The unknown is frightening.
And I want familiar.
I want you
in my bed,
because the weather
outside is cold
and you are known.
To me you are known.
Your hand in mine,
and mine in yours.
My arm around your stomach.
Warmth.
Familiar warmth.

variations on home


I
her big smile in her too small mouth
II
my couch
III
the long exhale
after a day of social pleasantries
IV
the skyline of a familiar city
V
the right train stop
on the first try
VI
a letter from a friend
VII
your best friend’s name
VIII
your sister’s couch
IX
Mitchell calling you a name
X
the mist of a spiral fountain
XI
someone screaming your name
XII
that someone screaming actually calling for you
XIII
“where have you been all my life?”
XIV
your usual drink
XV
your mother’s voice
XVI
late night chats in work’s parking lot
XVII
never feeling lost
Home is not a place to be found.
I have been in my house and never felt so alone.
Home is not a place to be found.
Home is who you’re with
when your smiles are no longer lost.

untitled winter 2012


my friend told me I should write,
so I took a pen and opened my heart.
The world is a mix of gray
and my veins are awash with paints.
I want to give you a reason to stay—
a meaning for smiling.
Did you know that, that the heart beats
between eighty-six and one hundred and forty-four thousand times a day?
That’s a hundred thousand reasons to be grateful
and some change to make a wish.
My wish is for change.
So if I could take this quarter and make you smile,
I would spend all my dollars on you for a while.
AND, If my pennies were worth your thoughts
my hands would be empty but my heart not lost.
So, I’ll tell you here
that this world has enough darkness
and what it needs is you. So stay.
Stay with me for a while.
Stay just one more day.

Michael


I’ve known my brother is gay for years, probably just as long as he has. He was invited to a birthday party, Lily’s birthday party, in the fourth grade. All eleven ten year old girls and my brother were sitting on the grass when Lily put her hand between her and Michael. And, Michael placed his hand there too, but he didn’t seem comfortable.

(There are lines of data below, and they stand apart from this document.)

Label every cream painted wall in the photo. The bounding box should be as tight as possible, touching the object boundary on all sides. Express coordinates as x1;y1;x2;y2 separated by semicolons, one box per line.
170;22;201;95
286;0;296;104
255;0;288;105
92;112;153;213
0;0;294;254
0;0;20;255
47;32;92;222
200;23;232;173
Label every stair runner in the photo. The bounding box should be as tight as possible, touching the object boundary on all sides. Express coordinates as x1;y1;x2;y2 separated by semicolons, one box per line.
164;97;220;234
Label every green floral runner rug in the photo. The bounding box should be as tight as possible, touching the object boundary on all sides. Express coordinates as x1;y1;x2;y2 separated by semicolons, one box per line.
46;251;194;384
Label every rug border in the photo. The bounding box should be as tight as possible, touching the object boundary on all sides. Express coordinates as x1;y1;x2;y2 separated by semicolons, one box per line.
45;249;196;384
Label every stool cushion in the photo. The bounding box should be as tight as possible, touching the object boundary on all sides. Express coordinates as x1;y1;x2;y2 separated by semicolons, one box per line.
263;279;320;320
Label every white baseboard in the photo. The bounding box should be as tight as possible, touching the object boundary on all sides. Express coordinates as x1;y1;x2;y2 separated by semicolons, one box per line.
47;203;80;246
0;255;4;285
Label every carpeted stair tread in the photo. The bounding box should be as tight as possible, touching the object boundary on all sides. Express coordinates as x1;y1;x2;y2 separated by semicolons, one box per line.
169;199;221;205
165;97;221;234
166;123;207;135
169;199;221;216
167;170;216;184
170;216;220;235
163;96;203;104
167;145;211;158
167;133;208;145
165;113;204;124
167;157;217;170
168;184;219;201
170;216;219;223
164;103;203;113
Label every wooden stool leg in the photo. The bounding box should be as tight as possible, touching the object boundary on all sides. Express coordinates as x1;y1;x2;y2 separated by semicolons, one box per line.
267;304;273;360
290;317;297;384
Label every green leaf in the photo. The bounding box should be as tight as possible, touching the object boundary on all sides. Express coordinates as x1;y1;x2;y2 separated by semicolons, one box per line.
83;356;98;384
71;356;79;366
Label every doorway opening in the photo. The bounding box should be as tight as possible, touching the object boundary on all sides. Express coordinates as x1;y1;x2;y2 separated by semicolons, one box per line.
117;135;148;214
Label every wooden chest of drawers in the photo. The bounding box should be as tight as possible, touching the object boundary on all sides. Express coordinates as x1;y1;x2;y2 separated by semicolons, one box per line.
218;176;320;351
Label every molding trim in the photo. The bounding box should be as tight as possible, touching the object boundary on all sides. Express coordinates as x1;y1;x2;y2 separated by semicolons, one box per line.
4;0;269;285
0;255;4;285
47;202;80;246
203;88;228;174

In first grade they had all the students line up for the bathroom by holding hands. One day Michael was next to Paul in line. Everyone held hands to form the queue, and Michael didn’t let go. He kept holding Paul’s hand all the way down the hall, like his hand belonged there. Like there was nothing more natural in the world.

I didn’t know then, nor did I know in fourth grade. I figured it out in seventh just before Micael came out. Michael, Lily, Jordan, and I were laying in the empty lot next to our house the autumn of 2003 when Michael said he had a problem. “So, there’s this boy I like in our science class,” He said. “Bill,” we answered in unison. “Yeah, and I want to ask him out but I’m not sure if he’s,” “Gay,” we finished. “So you all already knew?” “Yup,” said Jordan. “Duh,” Lily responded. “I love you,” I whispered. He reached for my hand.

Goodbye


I stand in front of the fogged bath mirror,
thoughts of you clinging
to me as the water on my skin.

Warmth flushes my cheeks.
I look embarrassed.
I have yet to give you your leave,
to tell you you’re free.

I reach for my tooth-brush,
then, the paste.
A cup of water.
Q-tips.
Contacts case.

And the thought of you drifts
off like a child losing his balloon.

Waiting


It’s been seven months since
we first kissed.
You didn’t want me then.

It is March now.
The land is beginning to thaw.
It has been waiting
to come back to life.

Tonight you texted me.
It’s been a week since
we last kissed.

I wonder if you love me,
if I’m waiting to live.

Henry


It is the 18th of August, 2011. The RAs of Ignatius University just finished training and the freshmen move in tomorrow. Today is a Thursday. I’m visiting with Elisa, and 10 o’clock has changed to midnight, and midnight has become one in the morning. We are giggly and tired and catching up on a summer spent apart. She and I are happy, happy for the first time in a very long time. Elisa and I jump subjects quickly. I tell her about humidity induced slick skin and she tells me about a summer full of taking things in. I tell her of sharing my poetry and relearning how to feel. She tells me of feeling too much and finally telling her mother no.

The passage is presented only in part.